Digital technologies and the Internet may be helpful in preserving the text of a play and/or the video of its performance to other generations to see and study.

But what if we can have an idea of how the actors prepared? What considerations were taken before creating the stage design? What was the inspiration of a costume design?

In theater, rather than just the product, the process is the most important part since it is where all the information is transformed into acting, stage design, costume design and so on.

If you are researching about a specific play and or performance, wouldn’t it be helpful to have access to a part of its creative process?

As a theater student, I am interested in using the digital technologies as a way of documenting the creative process.

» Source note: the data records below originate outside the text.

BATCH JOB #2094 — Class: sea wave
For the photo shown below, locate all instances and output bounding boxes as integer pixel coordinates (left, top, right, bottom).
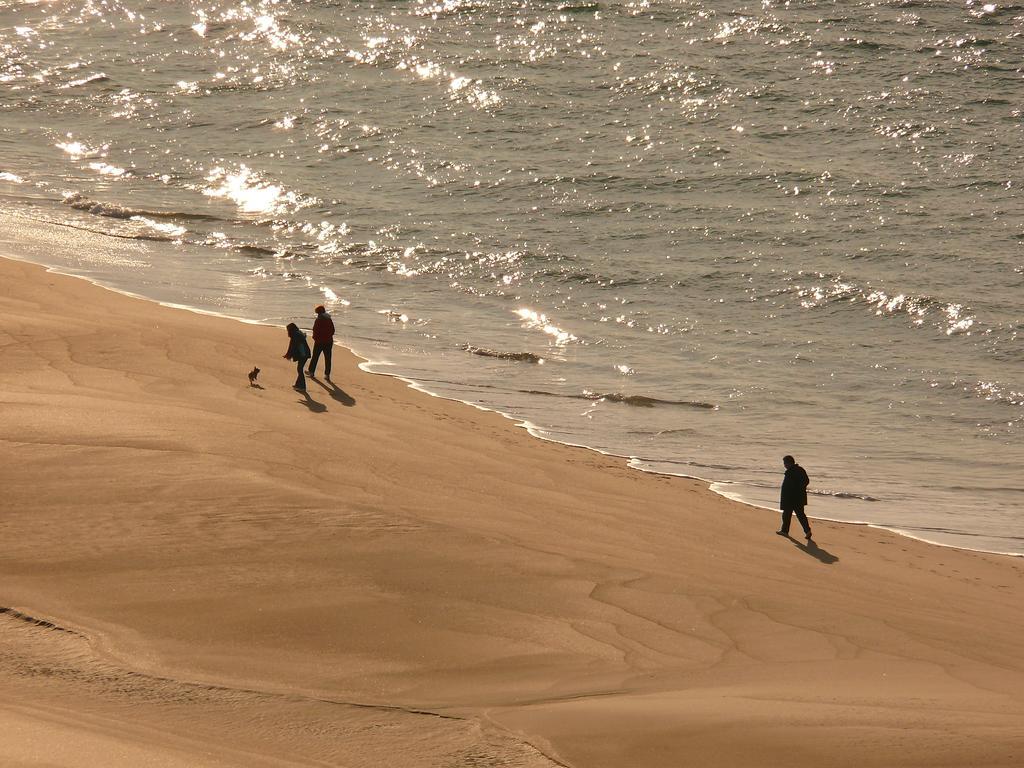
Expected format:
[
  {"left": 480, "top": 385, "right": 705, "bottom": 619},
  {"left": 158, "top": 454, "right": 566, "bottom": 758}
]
[
  {"left": 62, "top": 72, "right": 109, "bottom": 89},
  {"left": 789, "top": 271, "right": 981, "bottom": 336},
  {"left": 558, "top": 2, "right": 600, "bottom": 12},
  {"left": 927, "top": 377, "right": 1024, "bottom": 410},
  {"left": 63, "top": 193, "right": 222, "bottom": 222},
  {"left": 462, "top": 345, "right": 545, "bottom": 364},
  {"left": 522, "top": 389, "right": 717, "bottom": 409},
  {"left": 811, "top": 489, "right": 880, "bottom": 502},
  {"left": 626, "top": 427, "right": 698, "bottom": 436},
  {"left": 23, "top": 217, "right": 177, "bottom": 244}
]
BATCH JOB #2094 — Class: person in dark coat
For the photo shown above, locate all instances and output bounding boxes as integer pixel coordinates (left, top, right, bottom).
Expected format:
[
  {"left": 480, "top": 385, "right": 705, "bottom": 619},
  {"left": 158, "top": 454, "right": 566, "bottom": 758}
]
[
  {"left": 307, "top": 304, "right": 335, "bottom": 379},
  {"left": 283, "top": 322, "right": 311, "bottom": 391},
  {"left": 777, "top": 455, "right": 812, "bottom": 539}
]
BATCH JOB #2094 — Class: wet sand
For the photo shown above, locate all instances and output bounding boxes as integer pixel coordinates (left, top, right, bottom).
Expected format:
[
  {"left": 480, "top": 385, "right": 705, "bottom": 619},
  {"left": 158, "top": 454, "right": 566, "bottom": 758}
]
[{"left": 2, "top": 255, "right": 1023, "bottom": 767}]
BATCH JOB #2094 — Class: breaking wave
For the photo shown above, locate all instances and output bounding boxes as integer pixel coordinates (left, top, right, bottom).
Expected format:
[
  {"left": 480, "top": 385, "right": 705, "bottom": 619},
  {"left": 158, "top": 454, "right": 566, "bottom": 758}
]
[
  {"left": 462, "top": 345, "right": 545, "bottom": 364},
  {"left": 63, "top": 193, "right": 222, "bottom": 222},
  {"left": 522, "top": 389, "right": 717, "bottom": 409},
  {"left": 789, "top": 272, "right": 981, "bottom": 337},
  {"left": 811, "top": 489, "right": 880, "bottom": 502}
]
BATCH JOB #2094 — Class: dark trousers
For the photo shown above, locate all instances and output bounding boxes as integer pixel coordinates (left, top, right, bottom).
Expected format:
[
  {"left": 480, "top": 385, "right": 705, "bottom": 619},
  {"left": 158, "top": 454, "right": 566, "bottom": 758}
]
[
  {"left": 781, "top": 507, "right": 811, "bottom": 535},
  {"left": 309, "top": 341, "right": 332, "bottom": 377},
  {"left": 294, "top": 359, "right": 306, "bottom": 390}
]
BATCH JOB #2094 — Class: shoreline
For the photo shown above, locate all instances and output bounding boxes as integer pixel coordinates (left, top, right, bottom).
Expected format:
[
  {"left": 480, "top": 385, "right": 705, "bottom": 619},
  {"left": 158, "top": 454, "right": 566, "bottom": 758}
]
[
  {"left": 3, "top": 252, "right": 1024, "bottom": 766},
  {"left": 2, "top": 245, "right": 1018, "bottom": 560}
]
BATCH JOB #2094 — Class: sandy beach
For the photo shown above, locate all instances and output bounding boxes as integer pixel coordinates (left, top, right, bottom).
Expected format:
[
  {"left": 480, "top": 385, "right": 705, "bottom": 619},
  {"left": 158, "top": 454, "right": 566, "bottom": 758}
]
[{"left": 2, "top": 254, "right": 1023, "bottom": 767}]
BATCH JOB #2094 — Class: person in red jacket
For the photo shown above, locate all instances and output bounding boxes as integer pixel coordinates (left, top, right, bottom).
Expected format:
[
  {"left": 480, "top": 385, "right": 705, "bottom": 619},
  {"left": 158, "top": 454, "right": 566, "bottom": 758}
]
[{"left": 308, "top": 304, "right": 335, "bottom": 379}]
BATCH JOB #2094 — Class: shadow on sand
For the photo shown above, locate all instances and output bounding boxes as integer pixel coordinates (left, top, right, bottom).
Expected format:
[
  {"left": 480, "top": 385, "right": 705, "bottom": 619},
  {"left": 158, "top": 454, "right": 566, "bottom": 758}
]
[
  {"left": 310, "top": 376, "right": 356, "bottom": 406},
  {"left": 793, "top": 537, "right": 839, "bottom": 564},
  {"left": 778, "top": 532, "right": 839, "bottom": 564},
  {"left": 295, "top": 389, "right": 327, "bottom": 413}
]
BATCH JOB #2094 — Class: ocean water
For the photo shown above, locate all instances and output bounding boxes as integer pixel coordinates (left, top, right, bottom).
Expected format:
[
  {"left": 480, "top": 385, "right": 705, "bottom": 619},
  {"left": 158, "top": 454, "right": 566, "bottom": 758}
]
[{"left": 1, "top": 0, "right": 1021, "bottom": 554}]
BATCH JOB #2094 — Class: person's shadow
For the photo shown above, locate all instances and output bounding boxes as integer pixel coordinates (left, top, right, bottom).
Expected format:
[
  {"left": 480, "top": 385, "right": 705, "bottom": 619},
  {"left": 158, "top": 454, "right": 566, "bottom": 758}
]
[
  {"left": 778, "top": 532, "right": 839, "bottom": 564},
  {"left": 311, "top": 376, "right": 356, "bottom": 407},
  {"left": 296, "top": 389, "right": 327, "bottom": 413},
  {"left": 793, "top": 536, "right": 839, "bottom": 564}
]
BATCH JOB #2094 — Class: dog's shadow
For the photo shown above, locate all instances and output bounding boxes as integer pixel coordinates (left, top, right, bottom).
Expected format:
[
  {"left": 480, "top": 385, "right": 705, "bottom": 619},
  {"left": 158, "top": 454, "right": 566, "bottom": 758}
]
[
  {"left": 248, "top": 383, "right": 265, "bottom": 390},
  {"left": 311, "top": 377, "right": 356, "bottom": 406}
]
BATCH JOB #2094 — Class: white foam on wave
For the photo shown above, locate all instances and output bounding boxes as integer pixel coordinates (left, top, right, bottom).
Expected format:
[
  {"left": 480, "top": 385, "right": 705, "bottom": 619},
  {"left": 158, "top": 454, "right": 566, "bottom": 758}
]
[
  {"left": 56, "top": 139, "right": 106, "bottom": 160},
  {"left": 87, "top": 162, "right": 127, "bottom": 177},
  {"left": 202, "top": 165, "right": 315, "bottom": 215},
  {"left": 130, "top": 217, "right": 186, "bottom": 238}
]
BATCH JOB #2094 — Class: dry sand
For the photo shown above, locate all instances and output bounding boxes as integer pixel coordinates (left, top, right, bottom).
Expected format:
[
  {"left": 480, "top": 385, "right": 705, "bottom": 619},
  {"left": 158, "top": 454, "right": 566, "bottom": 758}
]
[{"left": 1, "top": 254, "right": 1023, "bottom": 767}]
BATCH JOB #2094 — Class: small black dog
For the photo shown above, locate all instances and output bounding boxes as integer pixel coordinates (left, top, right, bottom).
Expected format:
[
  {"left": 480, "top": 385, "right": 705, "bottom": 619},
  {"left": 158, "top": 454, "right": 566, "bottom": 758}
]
[{"left": 248, "top": 366, "right": 260, "bottom": 386}]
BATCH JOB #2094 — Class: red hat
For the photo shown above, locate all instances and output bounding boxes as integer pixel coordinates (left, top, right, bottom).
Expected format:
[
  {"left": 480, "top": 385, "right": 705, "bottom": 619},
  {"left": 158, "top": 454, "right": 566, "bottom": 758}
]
[{"left": 314, "top": 305, "right": 326, "bottom": 314}]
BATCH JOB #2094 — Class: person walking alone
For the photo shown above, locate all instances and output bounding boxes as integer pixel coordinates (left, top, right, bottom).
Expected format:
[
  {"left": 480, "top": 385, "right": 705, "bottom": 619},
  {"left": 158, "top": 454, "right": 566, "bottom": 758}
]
[
  {"left": 777, "top": 455, "right": 812, "bottom": 540},
  {"left": 308, "top": 304, "right": 335, "bottom": 379},
  {"left": 283, "top": 322, "right": 311, "bottom": 391}
]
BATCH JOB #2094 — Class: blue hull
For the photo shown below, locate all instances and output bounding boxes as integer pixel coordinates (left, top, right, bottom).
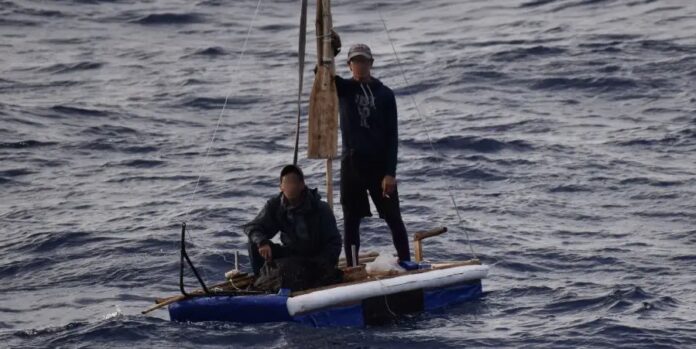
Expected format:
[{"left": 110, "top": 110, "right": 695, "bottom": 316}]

I have two examples of how I have tried to do so:

  • I have used Pinterest (my account is available at pinterest.com/arevirorev/) to document visual information that helped me to create a costume design for a specific play, as part of a class. Since most of my visual information came from the Internet, it was easier to “pin” the images. And also, was easier to access them anywhere from a computer and/or a smartphone. Then, the information I have gathered, was available online for my professor and/or classmates to see it (I have to say that my professor loved the idea and he created his own account to work on his designs).
  • As part of a bilingual production that I worked with, we created a blog (available at machinaluprrp2012.blogspot.com) that aimed to serve as a virtual portfolio (it included articles, photos and videos) of the entire production. A weekly entry covered the processes of translating the play to Spanish, the technical designs, the rehearsals, the publicity efforts and so on.

The general questions and starting point of this session would be: Which are the pros and cons of documenting the creative process digitally? Which digital technologies and/or social networks exist already that might be helpful to document and therefore preserve the creative process of all the parts that result in a performance? How can we use them?